First, it successfully deceived Allied aircraft into assaulting various decoy targets, thereby reducing its air power. By manufacturing fires from plywood and canvass and creating false thermal images with them, NATO aircraft were lured into targeting those decoys. Second, the Serbs used the media to influence international public opinion. One example is leading the media to cover only nonmilitary targets hit by NATO forces and excluding from coverage military targets hit by NATO. This had the effect of undermining the victories of NATO in the war.

Other examples were aimed to project the NATO in an inhumane or evil light, by enabling media to video bloodstained dolls to indicate the extent of civilian casualties, especially children. Third, the Serbs capitalized on using the media as a means of discrediting NATO success. These efforts proved successful because claims of the Serbs were echoed and reported in the international mainstream media. To illustrate, the Serbs ensured the presence of media to cover a large column of military vehicles numbering around 60 or 80 to project that they were not as badly hit as reported by NATO forces (Grant, 2000).

Countering Denial and Deception These historical examples provide a picture of how a superior military force like the U. S. can effectively wage a denial and deception campaign and how it can also be duped into an enemy’s campaign of denial and deception. The challenge of countering denial and deception has become apparent in the light of recent threats from Islamic fundamentalists and the looming nuclear threat from both Iran and North Korea. As U. S. dversaries launch denial and deception strategies through propaganda campaigns geared at false projections of truth, it must be able to build and upgrade its intelligence capability to overcome them. Successful countering of denial and deception from the enemy requires the usage of timely and reliable intelligence. Constant upgrading of the intelligence community’s stability to supply information about enemies’ capabilities, intentions, predispositions and actions is key to overcoming enemy deception.

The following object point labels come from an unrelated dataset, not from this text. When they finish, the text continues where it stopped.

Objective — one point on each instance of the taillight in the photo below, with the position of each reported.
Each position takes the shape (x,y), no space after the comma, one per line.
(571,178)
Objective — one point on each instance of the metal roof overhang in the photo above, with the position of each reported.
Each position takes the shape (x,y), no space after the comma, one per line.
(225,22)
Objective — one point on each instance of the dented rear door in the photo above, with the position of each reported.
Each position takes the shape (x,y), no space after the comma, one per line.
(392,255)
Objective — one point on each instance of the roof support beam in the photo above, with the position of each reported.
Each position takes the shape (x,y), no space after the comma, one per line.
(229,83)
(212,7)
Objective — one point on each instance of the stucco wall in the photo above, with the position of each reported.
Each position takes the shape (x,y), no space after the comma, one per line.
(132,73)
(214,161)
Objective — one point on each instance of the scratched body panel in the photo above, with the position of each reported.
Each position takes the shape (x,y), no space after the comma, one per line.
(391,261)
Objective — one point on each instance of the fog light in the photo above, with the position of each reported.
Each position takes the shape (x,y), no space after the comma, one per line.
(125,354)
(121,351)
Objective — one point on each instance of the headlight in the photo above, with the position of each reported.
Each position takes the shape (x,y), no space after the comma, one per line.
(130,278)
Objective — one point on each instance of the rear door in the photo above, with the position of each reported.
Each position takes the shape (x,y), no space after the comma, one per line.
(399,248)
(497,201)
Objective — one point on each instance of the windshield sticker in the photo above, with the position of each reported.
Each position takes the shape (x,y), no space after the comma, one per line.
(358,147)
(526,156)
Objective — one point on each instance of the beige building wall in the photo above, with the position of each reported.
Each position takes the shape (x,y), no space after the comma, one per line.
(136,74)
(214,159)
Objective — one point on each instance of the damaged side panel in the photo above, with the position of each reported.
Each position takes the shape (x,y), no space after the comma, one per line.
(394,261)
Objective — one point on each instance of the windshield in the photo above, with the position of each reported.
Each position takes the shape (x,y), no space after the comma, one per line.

The tragic experience from 9/11 earned valuable lessons for the intelligence community. The quality of intelligence is crucial and although the U. S. possesses the best-financed and technologically sophisticated intelligence community, there has been a difficulty on its part to confront priority targets by gathering reliable intelligence about them. For a powerful nation, the U. S. remains vulnerable to deception. Thus, it must hone its efforts, train personnel and dedicate attention and resources to countering deception.